On January 28, 1986, a game day on the Island, I made the trip from Rutgers in Newark to Manhattan, listening, disbelieving, to news on the radio of the Challenger explosion. Stan, Shirley, and we interns were pinned to the TV in his apartment watching news coverage of the tragedy. With heavy hearts, we left for the game. At 5 p.m., the voice of President Reagan came on the speakers in the Coliseum’s locker room area. “They waved goodbye and ‘slipped the surly bonds of earth’ to ‘touch the face of God,’” the president intoned. Before the puck dropped, there was a moment of silence as the astronauts’ names were flashed on the center-ice scoreboard. The Isles went on to crush the Toronto Maple Leafs, 9-2.

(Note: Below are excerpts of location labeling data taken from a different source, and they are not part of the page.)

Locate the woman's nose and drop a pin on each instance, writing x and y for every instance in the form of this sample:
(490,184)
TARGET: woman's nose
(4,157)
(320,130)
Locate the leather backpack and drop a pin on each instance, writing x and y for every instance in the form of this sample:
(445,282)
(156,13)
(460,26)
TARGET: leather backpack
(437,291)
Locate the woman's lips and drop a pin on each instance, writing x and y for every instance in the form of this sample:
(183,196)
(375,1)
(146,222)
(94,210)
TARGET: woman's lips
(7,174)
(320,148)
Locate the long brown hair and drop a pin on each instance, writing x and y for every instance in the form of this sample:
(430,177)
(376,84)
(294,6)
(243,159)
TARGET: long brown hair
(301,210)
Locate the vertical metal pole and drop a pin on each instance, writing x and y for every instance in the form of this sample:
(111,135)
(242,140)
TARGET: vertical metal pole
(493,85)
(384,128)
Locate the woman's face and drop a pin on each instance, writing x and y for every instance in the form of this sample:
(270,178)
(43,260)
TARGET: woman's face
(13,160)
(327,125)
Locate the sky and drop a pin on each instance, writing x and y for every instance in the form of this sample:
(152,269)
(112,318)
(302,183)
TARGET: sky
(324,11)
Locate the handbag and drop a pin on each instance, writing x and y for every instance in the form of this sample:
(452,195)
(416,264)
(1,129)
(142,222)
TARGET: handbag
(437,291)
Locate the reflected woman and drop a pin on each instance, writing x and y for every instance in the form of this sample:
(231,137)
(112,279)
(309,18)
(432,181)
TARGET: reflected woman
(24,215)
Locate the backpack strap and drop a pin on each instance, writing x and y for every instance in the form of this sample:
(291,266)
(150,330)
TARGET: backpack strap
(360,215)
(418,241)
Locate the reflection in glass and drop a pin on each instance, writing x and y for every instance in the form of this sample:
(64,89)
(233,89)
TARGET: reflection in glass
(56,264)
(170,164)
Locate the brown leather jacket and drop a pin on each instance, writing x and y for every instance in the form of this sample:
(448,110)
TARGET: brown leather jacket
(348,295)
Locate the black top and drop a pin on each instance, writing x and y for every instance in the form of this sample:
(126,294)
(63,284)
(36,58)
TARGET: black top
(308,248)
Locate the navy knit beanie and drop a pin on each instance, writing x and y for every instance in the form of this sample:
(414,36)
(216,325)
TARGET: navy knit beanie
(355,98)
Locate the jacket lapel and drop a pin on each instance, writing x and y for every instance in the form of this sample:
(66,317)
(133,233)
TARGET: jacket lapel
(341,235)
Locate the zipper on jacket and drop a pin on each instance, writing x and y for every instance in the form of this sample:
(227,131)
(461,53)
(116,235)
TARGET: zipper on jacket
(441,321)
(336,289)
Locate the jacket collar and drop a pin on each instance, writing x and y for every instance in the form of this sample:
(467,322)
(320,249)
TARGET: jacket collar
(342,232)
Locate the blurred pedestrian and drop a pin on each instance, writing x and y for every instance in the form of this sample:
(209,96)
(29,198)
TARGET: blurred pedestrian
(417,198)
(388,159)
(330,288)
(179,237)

Near the end of my last semester interning, the Islanders played the Flyers in Game 7 of the 1987 Patrick Division finals, at the old Spectrum. Stan invited me to work the game, but I opted to drive down with friends and watch as a paying fan. I soon regretted my decision, as I’d become spoiled by free tickets and all-access press passes. I felt like a deposed king or president, stripped of the trappings of his position and now living the life of a commoner. I’d worked my last game as a Stan intern.

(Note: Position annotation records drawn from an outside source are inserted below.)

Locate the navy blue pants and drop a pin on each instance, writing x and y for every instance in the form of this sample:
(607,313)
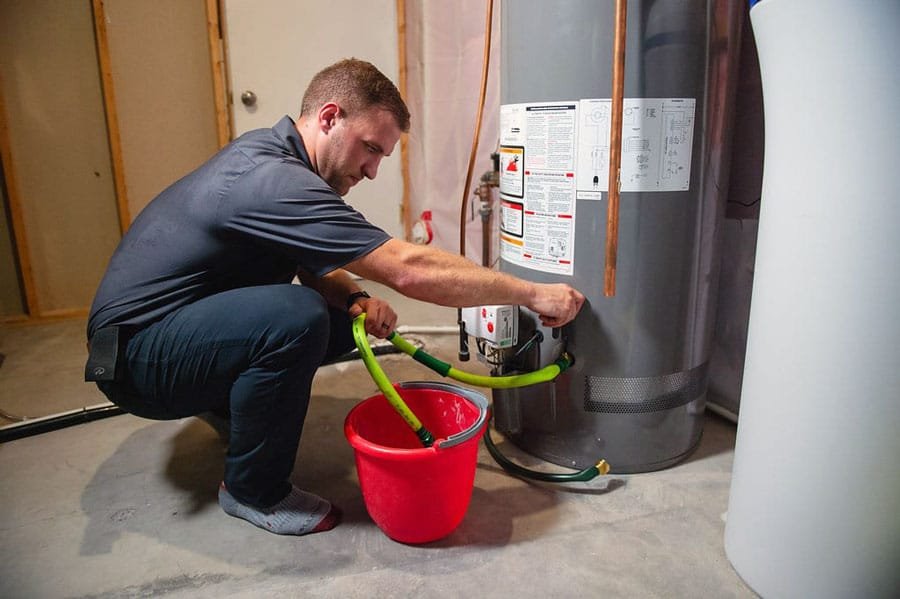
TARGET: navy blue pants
(251,352)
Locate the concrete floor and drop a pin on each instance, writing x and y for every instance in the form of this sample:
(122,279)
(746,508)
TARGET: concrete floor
(125,507)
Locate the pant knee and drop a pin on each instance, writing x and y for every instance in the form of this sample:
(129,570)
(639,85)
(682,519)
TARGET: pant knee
(294,322)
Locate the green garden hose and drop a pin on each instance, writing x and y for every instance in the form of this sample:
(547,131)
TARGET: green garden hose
(546,374)
(365,350)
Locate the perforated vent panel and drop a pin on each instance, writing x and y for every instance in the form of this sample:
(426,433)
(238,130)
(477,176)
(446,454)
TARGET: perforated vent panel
(644,394)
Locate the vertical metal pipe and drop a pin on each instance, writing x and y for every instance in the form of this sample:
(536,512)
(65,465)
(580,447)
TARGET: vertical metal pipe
(615,150)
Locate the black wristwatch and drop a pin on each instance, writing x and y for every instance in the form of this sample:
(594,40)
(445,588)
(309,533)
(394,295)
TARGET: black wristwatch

In the summer of 1988, we crossed paths during “Hockey Week” at the old Concord Resort in the Catskills, which drew NHL stars to tune up for the Canada Cup Tournament, and hotel guests seeking a fantasy camp-like chance to skate with them. My friends and I took the ice for a scrimmage with the likes of Kirk Muller, Mario Lemieux, Luc Robitaille, Roberto Romano and Martin Gelinas (who later would have the distinction of being part of the trade that brought Wayne Gretzky to Los Angeles). Stan was shooting a feature about the event for MSG Network, and I got a great picture of him on the ice during warm-ups in polo shirt, pastel shorts and skates.

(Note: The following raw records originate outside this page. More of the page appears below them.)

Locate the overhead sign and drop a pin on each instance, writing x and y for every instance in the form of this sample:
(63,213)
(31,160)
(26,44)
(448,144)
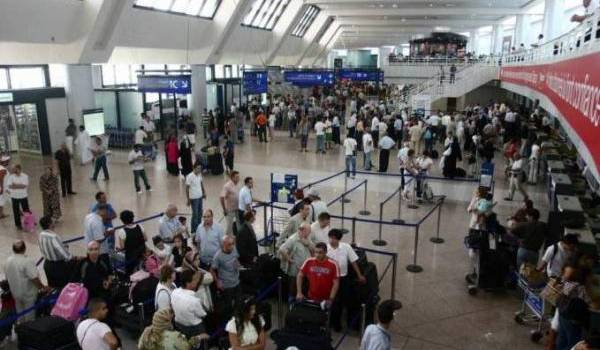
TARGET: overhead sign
(168,84)
(310,78)
(361,75)
(6,97)
(573,87)
(256,83)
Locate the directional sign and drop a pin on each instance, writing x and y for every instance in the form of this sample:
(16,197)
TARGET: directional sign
(169,84)
(310,78)
(256,82)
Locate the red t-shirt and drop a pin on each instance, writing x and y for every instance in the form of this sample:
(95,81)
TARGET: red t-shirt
(320,275)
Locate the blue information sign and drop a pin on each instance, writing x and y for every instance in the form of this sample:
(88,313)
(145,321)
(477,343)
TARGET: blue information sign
(361,75)
(256,83)
(310,78)
(168,84)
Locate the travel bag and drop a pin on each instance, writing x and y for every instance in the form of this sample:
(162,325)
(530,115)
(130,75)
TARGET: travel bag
(47,333)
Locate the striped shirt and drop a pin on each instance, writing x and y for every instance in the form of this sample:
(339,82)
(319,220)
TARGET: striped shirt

I played goal, so was between the pipes as another former intern, who aspired to be a sports broadcaster, called the play-by-play on the PA system. As we’d served together in Stan’s posse, I was the only non-NHL’er he knew by name, so the call would be “Robitaille shoots – glove save by Frisch!” while all the other guests on the ice were essentially non-entities. As a result, after the game, at least one spectator mistook me for a professional and asked me to pose for a picture with his daughter!
Over the years, I’d attend Devils games and seek Stan out, usually stationed, mike in hand, at the players’ ramp or Zamboni entrance. He was always warm and happy to see me, and willing to serve as a reference for this job application or that, or put in a good word with some team’s front office as I pursued a career in sports PR. Later as life, parenthood and growing responsibilities interceded, my in-person attendance dropped off significantly, but I continued to watch Stan on TV, wistfully recalling my days as an “insider.”
Thanks for everything, Stan, and enjoy retirement with Ben, Simon and their kids. I’ll look for you in the Hockey Hall of Fame.